Since today the academia has become the location for competing ideologies, critical interest in analyzing the politics in a text has become the more fashionable practice. In their assiduous efforts to remain politically ‘progressive’ and ‘radical’ dons and students alike disregard the technical and stylistic aspect of a given text at the expense of the politics that it endorses or rejects. It is easy to label a text as ‘orientalist’, ‘elitist’ or ‘sexist’. However, this is not necessarily a comment on the aesthetic value of that text. …

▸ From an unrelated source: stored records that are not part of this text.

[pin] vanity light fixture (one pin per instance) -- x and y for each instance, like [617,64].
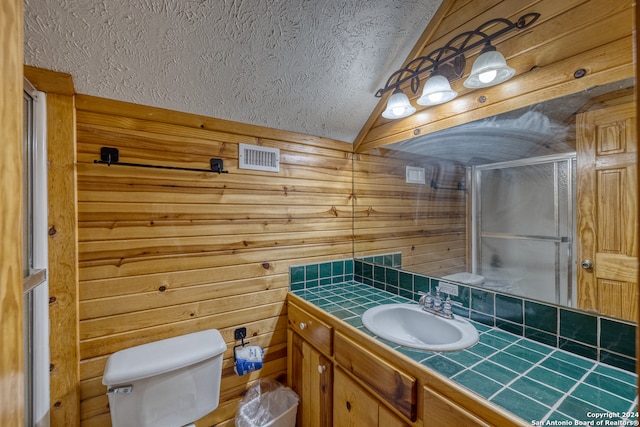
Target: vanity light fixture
[437,90]
[447,63]
[490,68]
[398,106]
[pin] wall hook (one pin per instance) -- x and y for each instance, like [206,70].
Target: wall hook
[459,187]
[111,156]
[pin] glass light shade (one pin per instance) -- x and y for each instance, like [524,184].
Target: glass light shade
[437,90]
[489,69]
[398,106]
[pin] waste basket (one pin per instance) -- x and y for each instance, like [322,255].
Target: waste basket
[268,404]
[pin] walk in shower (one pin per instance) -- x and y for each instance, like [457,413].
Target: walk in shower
[523,228]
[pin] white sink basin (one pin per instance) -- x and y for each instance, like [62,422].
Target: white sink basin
[410,326]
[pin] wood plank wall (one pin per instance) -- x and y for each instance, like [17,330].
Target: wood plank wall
[11,342]
[165,252]
[595,35]
[428,226]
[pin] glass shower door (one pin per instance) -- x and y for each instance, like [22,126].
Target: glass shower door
[524,227]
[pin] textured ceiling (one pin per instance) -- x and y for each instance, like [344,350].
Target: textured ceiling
[309,66]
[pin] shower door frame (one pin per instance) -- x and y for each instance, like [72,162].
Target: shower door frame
[476,220]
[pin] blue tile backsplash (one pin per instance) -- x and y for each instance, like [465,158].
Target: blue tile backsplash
[602,339]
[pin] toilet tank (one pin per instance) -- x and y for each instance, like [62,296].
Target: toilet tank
[169,383]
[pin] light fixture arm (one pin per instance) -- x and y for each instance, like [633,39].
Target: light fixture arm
[453,55]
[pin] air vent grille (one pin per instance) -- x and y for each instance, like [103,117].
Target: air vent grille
[259,158]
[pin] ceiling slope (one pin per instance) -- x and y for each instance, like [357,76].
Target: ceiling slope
[308,66]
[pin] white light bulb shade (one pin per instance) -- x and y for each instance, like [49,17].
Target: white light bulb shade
[489,64]
[437,90]
[398,106]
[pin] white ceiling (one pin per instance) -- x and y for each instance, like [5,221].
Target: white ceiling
[309,66]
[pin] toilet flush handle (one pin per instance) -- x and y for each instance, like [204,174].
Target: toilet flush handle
[125,389]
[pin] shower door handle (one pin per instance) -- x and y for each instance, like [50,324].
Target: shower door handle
[587,264]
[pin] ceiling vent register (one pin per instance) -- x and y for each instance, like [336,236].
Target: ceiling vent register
[259,158]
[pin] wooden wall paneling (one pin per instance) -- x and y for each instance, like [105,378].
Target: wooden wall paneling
[63,259]
[162,253]
[11,341]
[63,253]
[427,226]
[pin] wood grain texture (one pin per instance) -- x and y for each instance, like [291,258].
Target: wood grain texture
[607,210]
[163,253]
[11,307]
[595,35]
[427,226]
[392,384]
[63,260]
[441,412]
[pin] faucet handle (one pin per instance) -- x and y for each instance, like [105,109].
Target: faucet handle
[437,302]
[425,300]
[446,309]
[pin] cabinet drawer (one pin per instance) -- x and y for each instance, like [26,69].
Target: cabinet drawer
[393,386]
[442,412]
[316,332]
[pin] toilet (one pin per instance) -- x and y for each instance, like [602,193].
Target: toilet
[167,383]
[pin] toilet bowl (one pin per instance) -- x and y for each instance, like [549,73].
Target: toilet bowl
[167,383]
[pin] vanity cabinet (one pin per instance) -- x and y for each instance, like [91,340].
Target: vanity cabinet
[344,378]
[310,367]
[353,406]
[439,411]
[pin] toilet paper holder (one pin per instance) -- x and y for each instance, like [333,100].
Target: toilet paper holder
[239,334]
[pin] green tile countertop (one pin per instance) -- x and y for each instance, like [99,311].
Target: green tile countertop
[539,383]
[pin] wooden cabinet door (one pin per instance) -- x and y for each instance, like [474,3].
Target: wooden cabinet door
[353,406]
[607,208]
[311,377]
[441,412]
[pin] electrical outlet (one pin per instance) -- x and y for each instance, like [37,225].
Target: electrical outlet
[241,333]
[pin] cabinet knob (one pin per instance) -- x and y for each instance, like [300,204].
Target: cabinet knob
[587,264]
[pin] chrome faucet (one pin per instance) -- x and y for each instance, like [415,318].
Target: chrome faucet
[436,306]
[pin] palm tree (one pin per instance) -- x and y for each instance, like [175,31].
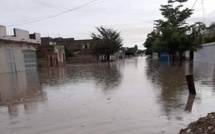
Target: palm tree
[106,42]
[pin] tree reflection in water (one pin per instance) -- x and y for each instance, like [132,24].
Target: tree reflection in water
[172,84]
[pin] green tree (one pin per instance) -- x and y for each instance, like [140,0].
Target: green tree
[106,42]
[172,33]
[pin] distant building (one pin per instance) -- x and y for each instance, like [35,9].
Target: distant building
[18,52]
[82,49]
[50,53]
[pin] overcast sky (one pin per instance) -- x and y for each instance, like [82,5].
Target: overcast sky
[133,18]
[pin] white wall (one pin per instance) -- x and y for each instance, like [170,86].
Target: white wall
[19,42]
[19,35]
[206,54]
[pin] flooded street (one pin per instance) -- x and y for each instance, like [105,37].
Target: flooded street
[132,96]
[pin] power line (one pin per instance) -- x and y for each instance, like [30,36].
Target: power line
[52,16]
[194,4]
[211,13]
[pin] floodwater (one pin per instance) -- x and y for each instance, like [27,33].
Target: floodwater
[132,96]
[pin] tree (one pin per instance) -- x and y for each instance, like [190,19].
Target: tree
[172,33]
[107,42]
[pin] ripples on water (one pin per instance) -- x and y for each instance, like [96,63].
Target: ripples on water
[132,96]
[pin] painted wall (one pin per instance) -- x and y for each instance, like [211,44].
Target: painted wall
[206,54]
[21,40]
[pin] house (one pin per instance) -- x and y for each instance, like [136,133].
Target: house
[82,49]
[18,52]
[50,54]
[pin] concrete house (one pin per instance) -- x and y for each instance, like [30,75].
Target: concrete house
[18,52]
[50,53]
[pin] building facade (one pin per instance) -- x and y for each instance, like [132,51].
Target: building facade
[18,52]
[50,53]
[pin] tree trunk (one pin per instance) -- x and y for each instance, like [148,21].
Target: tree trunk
[107,57]
[181,58]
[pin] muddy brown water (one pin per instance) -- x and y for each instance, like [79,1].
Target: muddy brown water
[132,96]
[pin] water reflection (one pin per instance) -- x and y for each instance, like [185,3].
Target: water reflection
[136,95]
[52,76]
[190,102]
[171,82]
[104,75]
[21,88]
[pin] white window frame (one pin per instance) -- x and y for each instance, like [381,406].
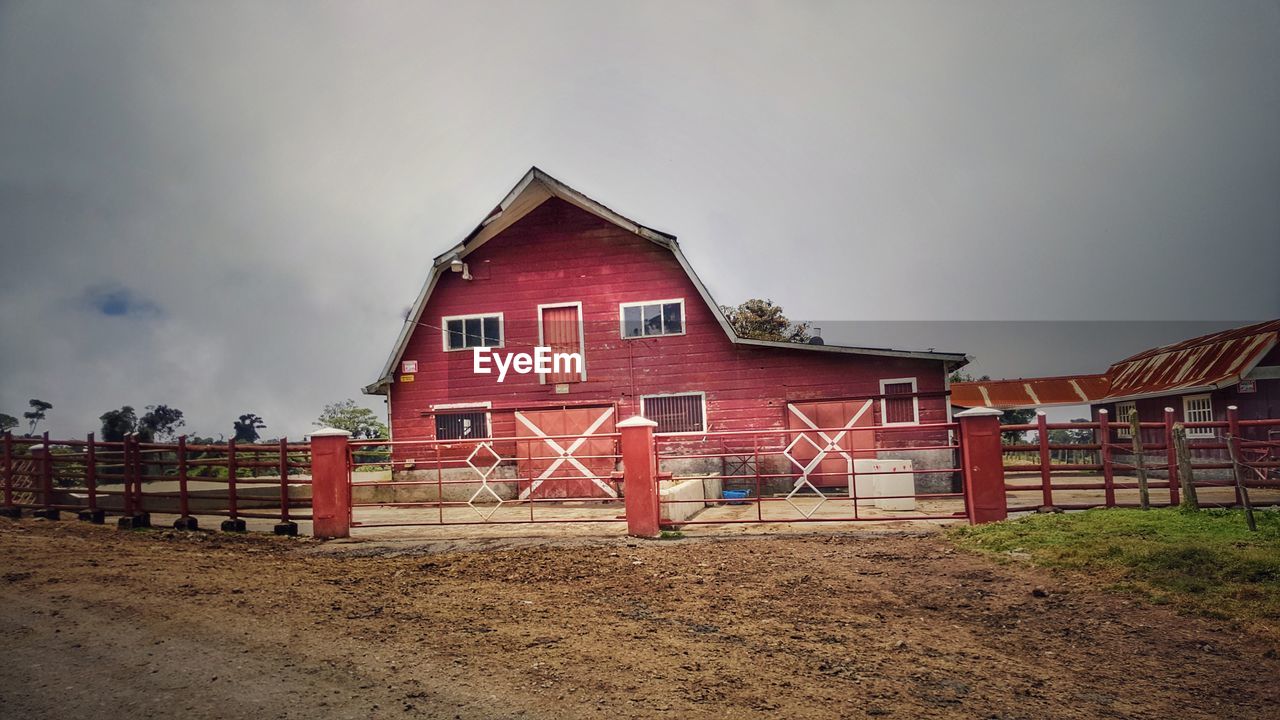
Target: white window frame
[915,401]
[622,320]
[1198,432]
[444,331]
[698,392]
[458,408]
[581,333]
[1123,428]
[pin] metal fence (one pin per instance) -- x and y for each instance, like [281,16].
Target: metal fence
[809,475]
[1104,473]
[572,478]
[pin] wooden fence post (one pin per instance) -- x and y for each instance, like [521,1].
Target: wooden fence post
[330,483]
[1109,478]
[1170,456]
[1233,446]
[640,477]
[1185,474]
[9,509]
[42,458]
[91,514]
[1139,461]
[983,465]
[1046,461]
[286,527]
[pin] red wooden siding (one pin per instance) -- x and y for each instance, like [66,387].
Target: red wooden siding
[560,254]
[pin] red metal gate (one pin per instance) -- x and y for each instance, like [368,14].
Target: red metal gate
[571,460]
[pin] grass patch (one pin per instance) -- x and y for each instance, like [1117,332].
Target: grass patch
[1207,561]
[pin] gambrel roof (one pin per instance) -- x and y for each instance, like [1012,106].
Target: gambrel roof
[534,188]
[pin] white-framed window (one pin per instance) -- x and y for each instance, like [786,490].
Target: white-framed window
[462,424]
[1198,409]
[899,410]
[462,332]
[652,318]
[679,413]
[1124,410]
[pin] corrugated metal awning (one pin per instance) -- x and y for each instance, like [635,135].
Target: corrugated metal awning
[1197,364]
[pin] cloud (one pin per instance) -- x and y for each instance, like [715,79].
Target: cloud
[119,301]
[268,186]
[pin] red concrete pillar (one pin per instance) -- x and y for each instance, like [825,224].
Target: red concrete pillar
[640,477]
[330,484]
[983,464]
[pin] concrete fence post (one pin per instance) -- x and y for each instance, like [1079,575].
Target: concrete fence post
[640,477]
[330,484]
[982,461]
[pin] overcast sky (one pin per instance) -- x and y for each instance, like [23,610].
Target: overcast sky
[227,206]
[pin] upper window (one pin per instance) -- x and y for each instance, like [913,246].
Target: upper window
[676,413]
[653,318]
[472,331]
[1124,410]
[461,425]
[1198,409]
[899,410]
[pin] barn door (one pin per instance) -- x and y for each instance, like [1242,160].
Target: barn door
[823,454]
[560,327]
[577,465]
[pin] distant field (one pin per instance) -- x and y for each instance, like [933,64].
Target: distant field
[1207,561]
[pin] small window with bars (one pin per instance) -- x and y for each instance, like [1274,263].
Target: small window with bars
[899,410]
[462,425]
[653,318]
[1198,409]
[1124,410]
[676,413]
[472,331]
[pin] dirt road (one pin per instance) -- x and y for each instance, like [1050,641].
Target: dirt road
[96,621]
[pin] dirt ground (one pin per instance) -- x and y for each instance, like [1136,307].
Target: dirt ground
[888,624]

In my opinion, a text could be orientalist, classist or even fascist, but still remain qualitatively estimable. For instance, T.S. Eliot’s unease with women and Jews is quite well known, but this does not mean that Eliot is a bad poet. W.B. Yeats is a classist and some might even say fascist but still this does not undo the artistic merit of his poetry. On the other hand, ‘progressive politics’ in a text does not necessarily bear upon its artistic merit. It is for this reason that some of the texts (albeit not all) that have got into university syllabi, on account of being postcolonial and/or feminist are embarrassing to read.